Issues - Open Data

Regarding the digitization of the administration, Romania is constantly among the last positions in terms of Digital Economy and Society Index (DESI) indicators. According to a recent study by the European Commission (Digital Governance Fact Sheet), based on data provided by Eurostat, Romania is ranked last at European level in terms of the number of citizens interacting digitally with the state (9%).

According to the data we collected in the interviews conducted with experts in the field, Romania had a growth period between 2013 and 2015 when the construction of open data infrastructure took place, which placed Romania in the Global Open Data Index in the first 15 positions in 90 states. At the end of 2018, however, Romania has fallen to the 24th position, and from the point of view of the DESI ranking, our country is constantly on the last or penultimate place.

Problem #1

The existing data are of very low quality

The quality of the data is very low and the minimum standards of formatting and coherence of the information are not respected. The minimum standards for the collection and delivery of public data contain a series of rules regarding the collection, consolidation and maintenance of information sets. The data should be presented in a way that is simple and easy to track, the format of the information in the tables must be kept consistent throughout the document, and the document must be delivered as a .csv, .xml or .json file in order to be processed by a computer. It is common for non-compliance with the agreed format of a data set to alter the information in it. For example, if the standard agreed in a document for the column dedicated to the calendar date is dd/mm/yy, any entry in the database in another format (such as dd/mm/yyyy) will affect the automatic analysis process of the information in the dataset). All these inconsistent practices lead to the perpetuation of a profoundly erroneous mechanism of collection and the difficulty of opening the data and transforming it into useful information. The lack of effective digital collection tools, in turn, contributes to the reduced data quality. If the platforms were configured in such a way as to introduce field limitations according to the standards, errors could be easily prevented.
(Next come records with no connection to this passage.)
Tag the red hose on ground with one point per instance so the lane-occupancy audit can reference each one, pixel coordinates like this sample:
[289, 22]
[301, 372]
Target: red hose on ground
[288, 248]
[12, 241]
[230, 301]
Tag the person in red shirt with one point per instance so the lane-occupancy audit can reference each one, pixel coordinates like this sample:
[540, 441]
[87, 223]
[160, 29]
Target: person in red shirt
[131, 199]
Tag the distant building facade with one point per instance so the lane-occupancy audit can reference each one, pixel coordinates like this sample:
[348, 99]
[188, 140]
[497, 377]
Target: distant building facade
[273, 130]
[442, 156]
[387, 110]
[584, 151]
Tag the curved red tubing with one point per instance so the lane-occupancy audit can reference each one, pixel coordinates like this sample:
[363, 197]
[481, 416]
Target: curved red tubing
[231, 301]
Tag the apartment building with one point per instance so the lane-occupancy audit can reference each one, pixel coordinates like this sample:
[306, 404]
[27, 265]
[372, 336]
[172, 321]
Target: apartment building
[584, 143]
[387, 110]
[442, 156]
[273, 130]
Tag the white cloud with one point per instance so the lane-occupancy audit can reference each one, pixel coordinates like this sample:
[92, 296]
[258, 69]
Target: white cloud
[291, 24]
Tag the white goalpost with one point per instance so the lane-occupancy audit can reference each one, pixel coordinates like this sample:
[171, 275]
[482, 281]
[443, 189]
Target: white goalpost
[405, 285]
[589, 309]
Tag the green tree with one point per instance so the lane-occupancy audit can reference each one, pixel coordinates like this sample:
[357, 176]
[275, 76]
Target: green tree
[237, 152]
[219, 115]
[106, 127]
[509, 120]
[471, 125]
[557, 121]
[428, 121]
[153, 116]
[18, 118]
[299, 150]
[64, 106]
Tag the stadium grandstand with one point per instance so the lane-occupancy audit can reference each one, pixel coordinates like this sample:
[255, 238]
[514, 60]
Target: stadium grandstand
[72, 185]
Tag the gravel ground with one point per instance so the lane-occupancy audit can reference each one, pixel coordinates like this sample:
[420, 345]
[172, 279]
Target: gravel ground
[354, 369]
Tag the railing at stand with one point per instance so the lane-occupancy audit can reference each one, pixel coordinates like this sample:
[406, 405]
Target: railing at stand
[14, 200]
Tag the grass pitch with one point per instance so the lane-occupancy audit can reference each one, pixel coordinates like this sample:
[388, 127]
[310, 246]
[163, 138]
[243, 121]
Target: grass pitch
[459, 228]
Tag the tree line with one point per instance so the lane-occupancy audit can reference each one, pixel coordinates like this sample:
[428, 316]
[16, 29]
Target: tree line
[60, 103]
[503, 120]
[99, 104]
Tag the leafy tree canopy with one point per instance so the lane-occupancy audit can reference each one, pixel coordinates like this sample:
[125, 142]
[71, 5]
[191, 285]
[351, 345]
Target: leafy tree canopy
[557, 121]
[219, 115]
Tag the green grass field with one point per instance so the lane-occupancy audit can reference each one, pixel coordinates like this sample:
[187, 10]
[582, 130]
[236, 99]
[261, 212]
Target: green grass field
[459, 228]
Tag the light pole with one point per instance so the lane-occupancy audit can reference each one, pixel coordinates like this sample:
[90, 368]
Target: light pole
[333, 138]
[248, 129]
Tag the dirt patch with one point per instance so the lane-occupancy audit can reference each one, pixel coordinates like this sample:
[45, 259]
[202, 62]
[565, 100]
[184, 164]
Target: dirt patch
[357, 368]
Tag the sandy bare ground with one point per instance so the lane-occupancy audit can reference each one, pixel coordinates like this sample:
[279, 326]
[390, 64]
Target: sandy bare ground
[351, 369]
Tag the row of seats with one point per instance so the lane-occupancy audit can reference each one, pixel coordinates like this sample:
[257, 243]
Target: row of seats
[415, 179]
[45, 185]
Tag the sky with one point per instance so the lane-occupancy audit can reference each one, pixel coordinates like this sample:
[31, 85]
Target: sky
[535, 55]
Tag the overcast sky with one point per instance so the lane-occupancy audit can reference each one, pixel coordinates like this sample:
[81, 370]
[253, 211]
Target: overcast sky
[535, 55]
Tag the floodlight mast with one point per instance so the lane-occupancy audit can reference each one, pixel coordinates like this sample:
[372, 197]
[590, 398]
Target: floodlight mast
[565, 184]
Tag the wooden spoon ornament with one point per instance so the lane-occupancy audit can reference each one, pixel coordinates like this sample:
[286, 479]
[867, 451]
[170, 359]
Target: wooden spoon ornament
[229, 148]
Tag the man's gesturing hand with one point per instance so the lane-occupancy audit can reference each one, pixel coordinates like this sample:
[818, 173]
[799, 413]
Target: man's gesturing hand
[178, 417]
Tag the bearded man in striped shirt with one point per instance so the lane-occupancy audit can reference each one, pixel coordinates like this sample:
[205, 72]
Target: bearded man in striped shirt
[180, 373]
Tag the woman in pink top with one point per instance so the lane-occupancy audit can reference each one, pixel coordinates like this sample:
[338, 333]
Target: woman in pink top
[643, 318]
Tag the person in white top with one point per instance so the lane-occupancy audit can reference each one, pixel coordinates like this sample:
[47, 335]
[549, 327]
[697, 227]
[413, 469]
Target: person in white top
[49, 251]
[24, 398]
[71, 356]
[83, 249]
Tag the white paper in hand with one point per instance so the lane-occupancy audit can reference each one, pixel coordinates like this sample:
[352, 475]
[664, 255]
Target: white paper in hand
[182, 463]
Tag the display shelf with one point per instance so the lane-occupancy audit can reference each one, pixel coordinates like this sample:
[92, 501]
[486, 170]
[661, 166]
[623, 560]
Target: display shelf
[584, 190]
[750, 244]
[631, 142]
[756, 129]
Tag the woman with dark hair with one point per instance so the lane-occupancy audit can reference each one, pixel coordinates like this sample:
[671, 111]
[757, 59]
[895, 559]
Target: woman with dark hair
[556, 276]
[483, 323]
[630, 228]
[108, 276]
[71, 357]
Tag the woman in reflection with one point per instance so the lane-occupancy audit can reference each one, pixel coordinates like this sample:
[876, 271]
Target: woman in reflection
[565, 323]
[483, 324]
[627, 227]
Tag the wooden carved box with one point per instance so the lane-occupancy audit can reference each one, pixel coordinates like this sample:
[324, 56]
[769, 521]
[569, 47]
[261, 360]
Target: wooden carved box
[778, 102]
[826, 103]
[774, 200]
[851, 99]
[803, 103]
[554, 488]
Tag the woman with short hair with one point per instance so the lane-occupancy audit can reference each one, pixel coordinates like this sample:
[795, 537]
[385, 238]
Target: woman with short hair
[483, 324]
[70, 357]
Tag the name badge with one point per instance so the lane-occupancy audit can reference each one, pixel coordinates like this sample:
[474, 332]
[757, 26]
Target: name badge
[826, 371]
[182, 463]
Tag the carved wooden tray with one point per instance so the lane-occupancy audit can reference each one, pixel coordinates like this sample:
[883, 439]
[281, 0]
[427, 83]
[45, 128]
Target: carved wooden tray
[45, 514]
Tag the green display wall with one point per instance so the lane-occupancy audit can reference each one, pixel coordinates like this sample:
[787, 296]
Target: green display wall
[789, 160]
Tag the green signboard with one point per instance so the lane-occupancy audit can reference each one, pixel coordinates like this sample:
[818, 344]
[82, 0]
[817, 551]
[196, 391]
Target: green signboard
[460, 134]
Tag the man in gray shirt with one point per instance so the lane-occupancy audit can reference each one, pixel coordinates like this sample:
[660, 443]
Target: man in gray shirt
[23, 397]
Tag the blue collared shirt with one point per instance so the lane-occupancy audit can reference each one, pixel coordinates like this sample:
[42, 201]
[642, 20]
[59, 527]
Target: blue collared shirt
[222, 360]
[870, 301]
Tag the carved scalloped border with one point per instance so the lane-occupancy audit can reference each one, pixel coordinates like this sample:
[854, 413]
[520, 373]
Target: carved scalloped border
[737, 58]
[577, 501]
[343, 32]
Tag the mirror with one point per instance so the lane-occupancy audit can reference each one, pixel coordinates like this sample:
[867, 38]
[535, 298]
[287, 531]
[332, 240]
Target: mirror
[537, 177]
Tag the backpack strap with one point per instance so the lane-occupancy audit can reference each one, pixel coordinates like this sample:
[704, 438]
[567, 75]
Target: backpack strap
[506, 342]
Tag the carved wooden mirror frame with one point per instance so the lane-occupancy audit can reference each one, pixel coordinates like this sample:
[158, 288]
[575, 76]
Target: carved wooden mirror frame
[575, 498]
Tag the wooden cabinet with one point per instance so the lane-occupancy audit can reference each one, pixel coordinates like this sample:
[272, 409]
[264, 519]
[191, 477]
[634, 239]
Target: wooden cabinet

Without real penalties, compliance with data quality standards is often ignored, and the lack of specialists able to evaluate and fine-tune the errors leads to a perpetuation of an unsatisfactory state of the collected data.

Problem #2

There are no data analysis experts in the public administration

As in the case of the experts in the elaboration of normative acts, the lack of specialized human resources in data collection and analysis in the public administration is a reality faced by both the central apparatus and the local institutions, the latter being very vulnerable from this perspective. The low degree of competitiveness of the Romanian state on the labor market, as a result of the wage ceilings makes this type of specialist avoid an administrative function. This has the greatest impact on the quality of the data collected, on the coherence of the methodologies of collection and analysis and on the capacity of the institutions to publish data in open format. According to the interviews conducted during the research period, we also found that there is a bottleneck in the training of such specialists among the staff present in institutions because the human resource is very volatile, which means that it is very difficult to maintain a continuity in working processes with data.

Problem #3

Methodologies for data collection, processing, analysis and use are often not properly designed and implemented.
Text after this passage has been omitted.